计划……可还要继续?
不继续,他倒是可以阐明现状,收拢柳泽雷,可柳泽雷心有七窍,有豁出性命都要保护的人,未必会信任他这个素未谋面的王爷,而兵器案背后必有高位靠山,他这个肃王久未归京,一直被有心人造谣要篡位……
他也并不是全然信柳泽雷,这个捕头,真的只是在侧观察,并未与这个链条有关么?这个时间点回来,本就有些微妙。
坦诚局迎来的未必是信任,自己人的勾心斗角,只会事倍功半。
继续的话,自己就得演这位蕴公子了……
短短一瞬,殷归止想了很多,两个方向不同的问题和策略,该怎样应对解决,还有自己的现状。
他喜欢效率,做事从不会拖泥带水。
密信上的时间还有一个月,一个月的时间,足够他布局查探,若这柳泽雷果真清白,心系家国,他自有厚赐。
他伸手打开门。
柳拂风跪在搓衣板上,仰脸丧眉,可怜兮兮:“卿卿我错了,不该唐突你!虽信上有过约定,初见要如故旧,我也不该如此情难自抑……”
殷归止第一眼就看到了他跪在搓衣板上的膝盖,外袍,折起来的裤布,给自己罚跪还要多垫两层软布,鸡贼的很。

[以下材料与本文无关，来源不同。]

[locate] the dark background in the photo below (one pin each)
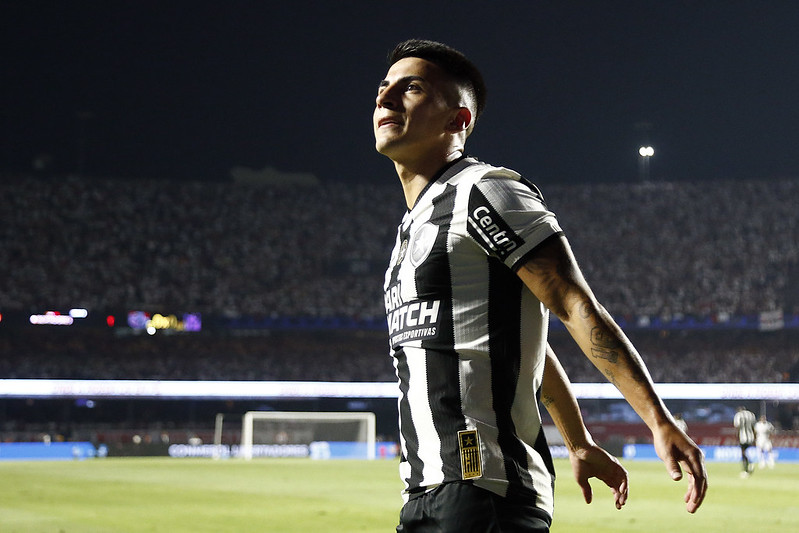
(188, 90)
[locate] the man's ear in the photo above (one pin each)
(460, 121)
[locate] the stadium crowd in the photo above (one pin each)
(717, 248)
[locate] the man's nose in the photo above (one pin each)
(386, 98)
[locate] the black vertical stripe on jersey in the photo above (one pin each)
(504, 317)
(408, 430)
(434, 281)
(542, 447)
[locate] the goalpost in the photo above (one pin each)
(324, 433)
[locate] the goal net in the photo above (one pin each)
(326, 435)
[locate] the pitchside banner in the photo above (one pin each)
(724, 454)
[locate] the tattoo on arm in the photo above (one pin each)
(604, 346)
(611, 377)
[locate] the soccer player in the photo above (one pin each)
(763, 432)
(479, 263)
(744, 422)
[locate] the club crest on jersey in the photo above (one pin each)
(402, 251)
(471, 460)
(423, 241)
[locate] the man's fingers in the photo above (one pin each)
(588, 494)
(674, 469)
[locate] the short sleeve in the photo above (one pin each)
(508, 217)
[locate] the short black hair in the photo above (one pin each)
(451, 61)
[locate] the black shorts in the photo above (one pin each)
(460, 507)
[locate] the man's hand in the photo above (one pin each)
(593, 461)
(681, 454)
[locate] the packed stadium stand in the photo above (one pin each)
(703, 276)
(248, 256)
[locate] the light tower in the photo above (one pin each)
(645, 153)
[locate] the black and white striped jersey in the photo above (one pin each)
(467, 337)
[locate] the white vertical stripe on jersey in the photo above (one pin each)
(429, 442)
(472, 343)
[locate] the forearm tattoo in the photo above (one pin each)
(604, 346)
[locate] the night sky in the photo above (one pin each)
(188, 90)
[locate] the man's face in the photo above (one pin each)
(411, 111)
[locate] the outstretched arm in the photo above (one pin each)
(553, 276)
(587, 459)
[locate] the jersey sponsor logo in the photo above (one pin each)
(488, 228)
(410, 321)
(471, 461)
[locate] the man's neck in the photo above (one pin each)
(414, 178)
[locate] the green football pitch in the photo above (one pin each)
(116, 495)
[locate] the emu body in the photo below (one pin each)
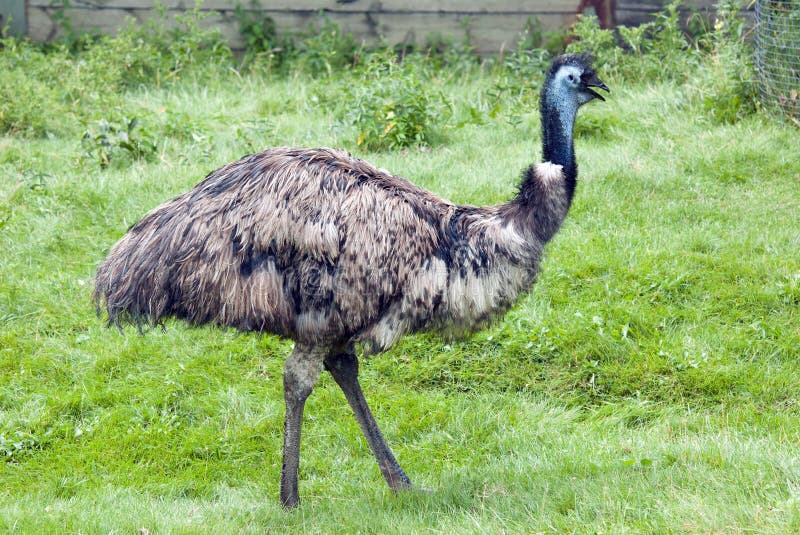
(325, 249)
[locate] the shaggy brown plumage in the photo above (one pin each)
(325, 249)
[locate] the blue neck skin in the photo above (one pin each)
(558, 120)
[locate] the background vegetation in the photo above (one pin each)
(649, 383)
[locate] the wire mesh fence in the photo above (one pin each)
(778, 53)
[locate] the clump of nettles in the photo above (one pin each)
(394, 104)
(725, 83)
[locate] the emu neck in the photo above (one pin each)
(558, 119)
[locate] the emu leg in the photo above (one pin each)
(344, 369)
(300, 374)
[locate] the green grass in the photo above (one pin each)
(649, 383)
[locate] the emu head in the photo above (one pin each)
(571, 79)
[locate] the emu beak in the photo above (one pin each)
(594, 81)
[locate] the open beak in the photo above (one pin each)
(594, 81)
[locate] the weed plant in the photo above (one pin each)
(648, 384)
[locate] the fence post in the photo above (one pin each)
(12, 14)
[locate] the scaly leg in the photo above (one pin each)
(344, 369)
(300, 374)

不过他指尖泛白,无意识捻着衣角,眉眼肌肉绷紧,唇齿下意识用力……他在紧张,很紧张,而且非常忐忑,担心自己不被原谅。
初次见面就干出这样的事,是该紧张。
殷归止看过柳泽雷盒子里的信,都是蕴公子的回信,字里行间的氛围显现,柳泽雷就是这样的人,热忱赤诚,敢说敢干,有很多优点,唯有哄人时,会歪缠会耍赖,哄着蕴公子说情话时尤甚……小情侣的把戏罢了。
蕴公子不会舍得责怪柳泽雷。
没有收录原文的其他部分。